In the first study, Wlazlo et al. investigated the association of several markers of iron metabolism with plasma adiponectin levels and adipocyte insulin resistance in 492 individuals with or at increased risk of T2DM or cardiovascular disease. Adipocyte insulin resistance is thought to be an early event in the pathogenesis of T2DM and is defined as the product of fasting insulin and nonesterified free fatty acid levels. The researchers show associations of several markers of iron metabolism with adipocyte insulin resistance, after adjustment for several covariants. Markers of iron metabolism were also associated with nonesterified free fatty acid levels. Two markers of iron metabolism, ferritin and transferrin, were also inversely associated with adiponectin levels.
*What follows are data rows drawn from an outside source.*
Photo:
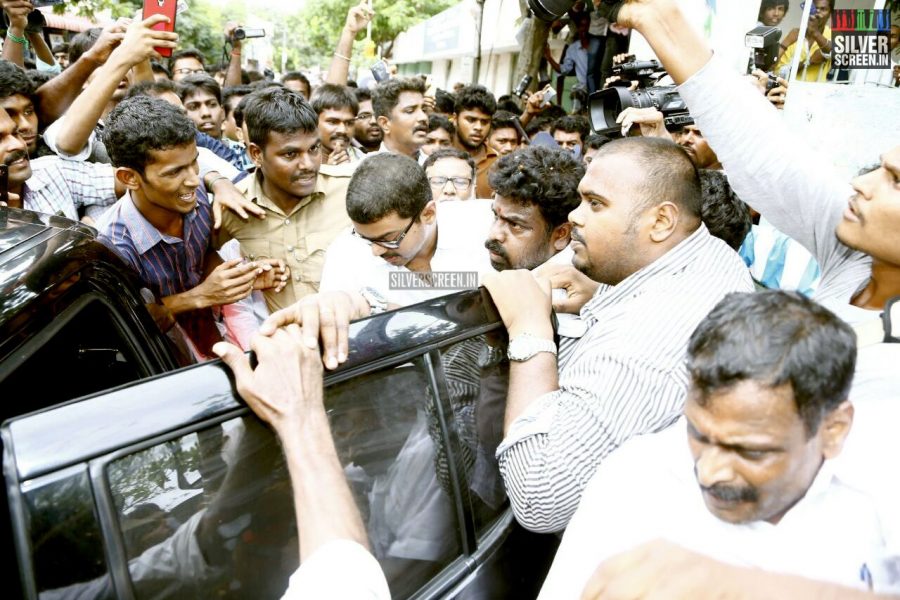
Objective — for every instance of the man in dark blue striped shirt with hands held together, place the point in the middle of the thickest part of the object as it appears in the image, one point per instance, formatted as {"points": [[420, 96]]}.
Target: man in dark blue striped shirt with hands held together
{"points": [[162, 226]]}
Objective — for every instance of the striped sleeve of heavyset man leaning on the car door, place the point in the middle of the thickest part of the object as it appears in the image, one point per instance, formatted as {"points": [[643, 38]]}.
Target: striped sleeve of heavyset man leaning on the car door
{"points": [[554, 448]]}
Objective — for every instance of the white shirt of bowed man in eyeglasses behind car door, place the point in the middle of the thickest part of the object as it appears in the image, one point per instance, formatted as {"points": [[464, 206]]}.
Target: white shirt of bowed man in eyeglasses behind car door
{"points": [[462, 228]]}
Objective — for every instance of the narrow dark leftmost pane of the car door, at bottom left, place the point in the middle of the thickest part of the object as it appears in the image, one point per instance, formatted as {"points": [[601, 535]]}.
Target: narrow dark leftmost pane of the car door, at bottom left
{"points": [[66, 545]]}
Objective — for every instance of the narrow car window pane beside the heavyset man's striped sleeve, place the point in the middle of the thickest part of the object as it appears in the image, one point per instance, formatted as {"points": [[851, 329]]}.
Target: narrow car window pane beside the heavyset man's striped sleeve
{"points": [[477, 378]]}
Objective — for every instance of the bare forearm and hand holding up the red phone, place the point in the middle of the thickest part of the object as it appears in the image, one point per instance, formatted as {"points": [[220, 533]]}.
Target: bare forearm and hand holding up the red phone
{"points": [[86, 110]]}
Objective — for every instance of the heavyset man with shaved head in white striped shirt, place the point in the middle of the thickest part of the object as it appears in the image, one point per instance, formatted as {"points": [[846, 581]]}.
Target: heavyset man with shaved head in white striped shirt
{"points": [[655, 272]]}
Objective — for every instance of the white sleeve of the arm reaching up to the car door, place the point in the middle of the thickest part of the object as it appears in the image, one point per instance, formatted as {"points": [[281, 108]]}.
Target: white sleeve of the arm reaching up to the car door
{"points": [[338, 570]]}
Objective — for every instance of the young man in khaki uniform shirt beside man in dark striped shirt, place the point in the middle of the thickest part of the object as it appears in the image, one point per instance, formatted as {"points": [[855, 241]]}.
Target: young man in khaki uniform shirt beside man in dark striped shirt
{"points": [[304, 200]]}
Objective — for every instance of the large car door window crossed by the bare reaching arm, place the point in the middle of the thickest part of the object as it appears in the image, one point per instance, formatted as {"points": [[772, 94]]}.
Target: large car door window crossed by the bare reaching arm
{"points": [[210, 513]]}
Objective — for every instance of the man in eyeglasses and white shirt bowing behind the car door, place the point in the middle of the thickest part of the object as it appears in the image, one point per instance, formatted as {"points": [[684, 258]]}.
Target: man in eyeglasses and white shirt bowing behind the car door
{"points": [[398, 229]]}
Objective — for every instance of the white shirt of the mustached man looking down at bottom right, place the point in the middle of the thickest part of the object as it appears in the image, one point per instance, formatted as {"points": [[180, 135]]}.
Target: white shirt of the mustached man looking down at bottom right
{"points": [[647, 490]]}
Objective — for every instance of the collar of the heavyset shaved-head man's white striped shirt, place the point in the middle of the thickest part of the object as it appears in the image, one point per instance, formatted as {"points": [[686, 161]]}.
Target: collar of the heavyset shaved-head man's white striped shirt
{"points": [[671, 263]]}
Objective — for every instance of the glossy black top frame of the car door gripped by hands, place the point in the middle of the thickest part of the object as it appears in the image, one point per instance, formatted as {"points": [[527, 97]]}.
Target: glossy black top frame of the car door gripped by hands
{"points": [[44, 442]]}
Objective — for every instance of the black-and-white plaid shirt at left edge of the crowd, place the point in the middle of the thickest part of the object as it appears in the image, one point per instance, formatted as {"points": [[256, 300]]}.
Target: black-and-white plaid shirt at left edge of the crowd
{"points": [[65, 187]]}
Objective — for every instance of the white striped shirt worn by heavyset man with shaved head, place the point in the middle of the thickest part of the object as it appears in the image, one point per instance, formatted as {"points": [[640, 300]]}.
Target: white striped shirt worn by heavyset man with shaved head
{"points": [[626, 376]]}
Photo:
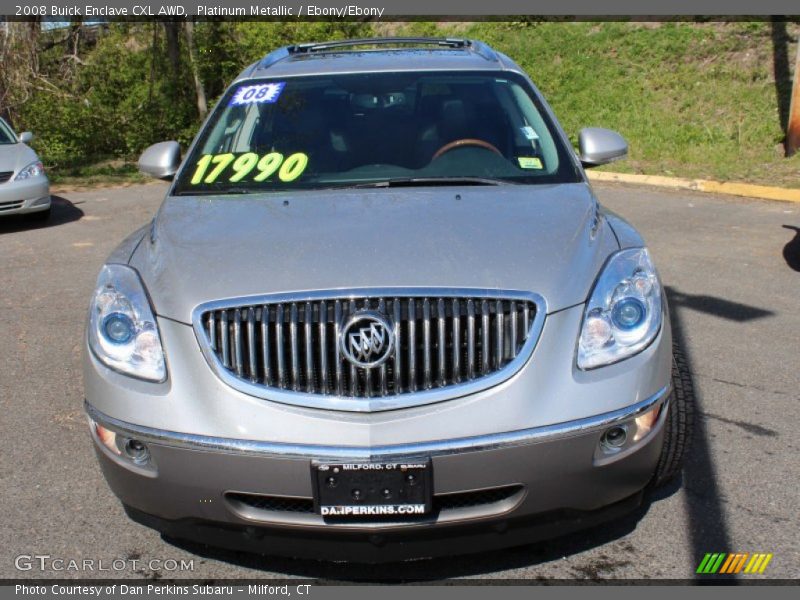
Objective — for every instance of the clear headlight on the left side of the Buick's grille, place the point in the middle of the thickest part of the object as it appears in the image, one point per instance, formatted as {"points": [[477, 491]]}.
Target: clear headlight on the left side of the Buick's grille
{"points": [[122, 330]]}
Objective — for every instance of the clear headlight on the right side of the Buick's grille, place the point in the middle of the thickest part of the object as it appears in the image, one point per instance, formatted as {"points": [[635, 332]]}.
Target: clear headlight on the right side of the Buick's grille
{"points": [[623, 314]]}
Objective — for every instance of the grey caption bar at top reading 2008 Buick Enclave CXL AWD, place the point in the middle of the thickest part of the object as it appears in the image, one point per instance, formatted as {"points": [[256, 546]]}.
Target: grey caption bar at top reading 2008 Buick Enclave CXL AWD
{"points": [[383, 9]]}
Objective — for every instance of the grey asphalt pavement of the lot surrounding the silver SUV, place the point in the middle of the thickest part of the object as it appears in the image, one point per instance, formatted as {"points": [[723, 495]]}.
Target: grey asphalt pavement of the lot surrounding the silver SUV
{"points": [[732, 270]]}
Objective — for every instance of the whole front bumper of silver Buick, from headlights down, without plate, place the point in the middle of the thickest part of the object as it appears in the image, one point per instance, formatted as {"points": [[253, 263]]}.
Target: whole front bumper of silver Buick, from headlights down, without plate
{"points": [[243, 464]]}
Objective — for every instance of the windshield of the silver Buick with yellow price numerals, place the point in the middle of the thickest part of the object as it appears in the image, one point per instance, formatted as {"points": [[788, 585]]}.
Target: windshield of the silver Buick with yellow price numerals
{"points": [[376, 129]]}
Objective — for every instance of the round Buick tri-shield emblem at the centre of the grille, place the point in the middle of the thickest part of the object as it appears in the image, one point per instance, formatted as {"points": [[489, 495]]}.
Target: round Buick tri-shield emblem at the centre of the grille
{"points": [[366, 339]]}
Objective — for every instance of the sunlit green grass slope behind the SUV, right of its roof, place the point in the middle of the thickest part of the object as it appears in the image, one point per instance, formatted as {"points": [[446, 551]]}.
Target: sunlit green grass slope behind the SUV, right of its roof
{"points": [[693, 100]]}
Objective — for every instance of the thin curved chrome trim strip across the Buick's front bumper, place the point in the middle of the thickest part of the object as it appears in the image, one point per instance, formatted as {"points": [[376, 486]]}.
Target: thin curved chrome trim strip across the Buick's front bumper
{"points": [[374, 453]]}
In the second study, Gabrielsen and co-workers show in humans that serum levels of ferritin and adiponectin are inversely associated independently of inflammation. In tissue culture, mouse model and human studies they demonstrate a causal relationship between iron and adiponectin level, in which iron regulates adiponectin at the transcriptional level. They also report that adipocytes express ferroportin, an iron exporter, which is consistent with a role of adipocytes as an iron sensor. “The most significant finding, that high dietary iron downregulated adiponectin and caused insulin resistance, is important in that it suggests that decreasing iron will improve the diabetes phenotype,” explains senior author Don McClain.

Body iron stores can be altered by interventions such as phlebotomy; therefore, McClain's team will now conduct a clinical trial of 'blood letting' (donating blood to the Red Cross) for patients with a short duration of T2DM.